Actuarial yields are becoming very attractive. They quickly moved from negative levels to largely positive levels: Around +3% of the top 2 funds in the range are CM AM Short Term Bonds and CM AM Institutional Short Term. These expected returns continue to increase as portfolios roll over into increasingly profitable vehicles and thus accompany the rise in rates.
The shape of the yield curve is interesting for two reasons:

  • First, we believe that once interest rate movements have stabilized, short term bond funds could widen the gap with money market funds and deliver a 1.5% higher return relative to them. The sharp steepening of yield curves on the short end should benefit funds with an average maturity slightly higher than money market funds.
  • Second, the flattening of the curve beyond 3 years makes funds attractive for long term investments and become competitive in terms of TRA relative to conventional short term bond funds. These long term cash products are clearly immune to interest rate risk, unlike benchmarked or maturing funds. Very low modified duration (close to zero) makes it possible to accompany the ECB's restrictive monetary policy and not to suffer unpleasant surprises related to inflation. For example: An investor subscribing 2 months ago in a 5 year IG fund could expect a 3% TRA. Two months later, our short funds embark on this same level of TRA for an average maturity of less than one year.

In short, our goal remains to outperform the money market fund. Recently, however, funds in the range have become a credible alternative to traditional short term fixed income investments with very low management fees.
More anecdotal: After 3 years of history, CM AM Short Term Bonds was awarded 5 stars by Morningstar and Quantalys.
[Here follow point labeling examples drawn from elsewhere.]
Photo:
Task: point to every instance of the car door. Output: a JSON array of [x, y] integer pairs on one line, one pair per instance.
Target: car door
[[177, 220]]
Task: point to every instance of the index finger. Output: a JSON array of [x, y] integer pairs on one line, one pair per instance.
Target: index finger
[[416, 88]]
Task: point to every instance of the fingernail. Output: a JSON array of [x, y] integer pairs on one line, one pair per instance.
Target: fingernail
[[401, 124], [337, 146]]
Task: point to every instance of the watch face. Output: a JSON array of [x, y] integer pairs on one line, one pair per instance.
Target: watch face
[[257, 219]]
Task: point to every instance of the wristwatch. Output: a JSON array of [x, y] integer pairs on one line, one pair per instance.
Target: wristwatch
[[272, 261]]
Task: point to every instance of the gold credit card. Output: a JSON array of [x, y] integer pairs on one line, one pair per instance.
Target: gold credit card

Drafting completed on 14/11/2022

Past performance is not a guide to future performance

CM AM Institutional Short Term and CM AM Short Term Bonds are exposed to the following risks: Risk of capital loss, interest rate risk, credit risk, equity market risk, risk linked to investment in speculative securities (high yield), risk linked to investment in small capitalisation shares, emerging markets investment risk, currency risk, risk linked to convertible bonds, risk linked to the impact of techniques such as derivatives, legal risk, operational risk, counterparty risk.

Document for professionals. The information contained in this document does not constitute investment advice in any way and its consultation is carried out under your full responsibility. Investing in a fund may present risks, investors may not get back the money invested. These funds are managed by Salim Khalifa, manager of CM AM Institutional Short Term and CM AM Short Term Bonds at Crédit Mutuel Asset Management, a management company approved in France by the AMF under number GP 97-138, a public limited company with capital of euros3871680. Registered office and offices Paris: 4 rue Gaillon 75002 Paris, Offices Strasbourg: 4 rue Frédéric Guillaume Raiffeisen 67000 Strasbourg, RCS Paris 388,555,021 - APE code 6630Z, intra Community VAT: FR 70,388,555 021.Crédit Mutuel Asset Management is an entity of Crédit Mutuel Alliance Fédérale. The fund may not be sold, recommended for purchase or transferred, by any means whatsoever, to the United States of America (including its territories and possessions), nor directly or indirectly benefit any ‘US Person,’ including any natural or legal person, resident or established in the United States.